Ukraine Calls Russia’s Bluff: If You Want Peace, Authorize Peacekeepers
Foreign Policy’s exclusive interview with Ukraine’s ambassador.
The uncertain prospect of sending U.N. peacekeepers to eastern Ukraine gives Russia a chance to prove just how committed it is to upholding the crumbling cease-fire, Kiev’s ambassador to the United States said Thursday.
The uncertain prospect of sending U.N. peacekeepers to eastern Ukraine gives Russia a chance to prove just how committed it is to upholding the crumbling cease-fire, Kiev’s ambassador to the United States said Thursday.
It’s also an opportunity for Ukraine to try to put Moscow on the spot at the U.N. Security Council — especially if other nations support Kiev’s peacekeeping request.
“If Russia is actually interested in peace as it claims, it has to support this resolution that would authorize the peacekeeping forces in Ukraine,” Ambassador Olexander Motsyk said in an interview with Foreign Policy on Thursday.
He was referring to Kiev’s demand, announced in an emergency meeting late Wednesday, for U.N. troops to monitor a cease-fire along the front line in eastern Ukraine and the Ukraine-Russia border. The move, which would require a U.N. Security Council resolution, is sure to face stiff resistance, if not an outright veto by Moscow, which Motsyk described as hypocritical.
Motsyk cited concerns that the new cease-fire pact, signed Feb. 12, “is also under threat and that Russia, together with the separatists, are and will continue to violate the new agreement.”
So far, other nations have stopped far short of embracing the plan for peacekeepers — even if it has yet to be ruled out.
While the EU said it wanted more details before endorsing a peacekeeping plan, a senior U.S. official would only commit to exploring a “range of options” to secure a “durable solution” to the crisis, in an email with FP.
Potentially, China could be convinced to abstain from a vote on a peacekeeping mission, given its significant agricultural investments in Ukraine and previous reluctance to explicitly endorse Moscow’s intervention in the country. Like Russia, China is also a permanent member of the Security Council, and even a refusal by Beijing to use its veto would be a huge symbolic slap to Moscow.
Russia wasted no time in denouncing the proposed peacekeeping mission. “I think it’s a little bit disturbing, because they just signed the Minsk agreements on Feb. 12,” Vitaly Churkin, Russia’s ambassador to the U.N., told RT. “The Minsk agreements provide for the role of the OSCE. There is nothing about the U.N. or European Union.”
In recent days, the Minsk agreement has come under tremendous strain after intense fighting around the strategic railway town of Debaltseve that saw thousands of Ukrainian troops flee in retreat from Russian-backed separatists.

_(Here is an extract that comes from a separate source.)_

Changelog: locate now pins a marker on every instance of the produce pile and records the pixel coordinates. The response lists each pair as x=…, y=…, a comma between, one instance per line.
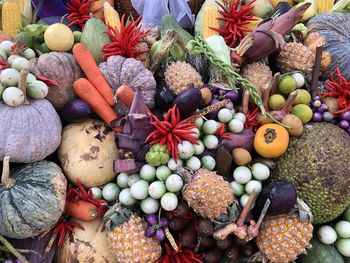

Ukrainian military spokesman Andriy Lysenko claimed on Thursday that Kiev had suffered 14 deaths and 172 injuries in the past 24 hours.
Outside Debaltseve, the cease-fire has largely been observed. However, the Ukrainian military has accused separatists of shelling an area outside of the strategic port city of Mariupol on Thursday.
The fresh loss in Debaltseve and the proposal for peacekeepers comes as Ukraine approaches the one-year mark from when then-president Viktor Yanukovych fled the country after protests in Kiev’s Maidan square.
Since then Ukraine has found itself struggling to balance a war in the east, and follow through with the promised political and economic reforms demanded by protesters. In recent weeks, public pressure against Poroshenko’s government has grown as the Ukrainian currency, the hryvina, fell to a record low on Wednesday. A $40 billion International Monetary Fund bailout is set to see gas prices triple, adding strain to an already financially burdened public.
“Completing the reforms will be difficult, but it is vital for Ukraine’s future. The war is not an excuse to not do reforms,” Motsyk told FP.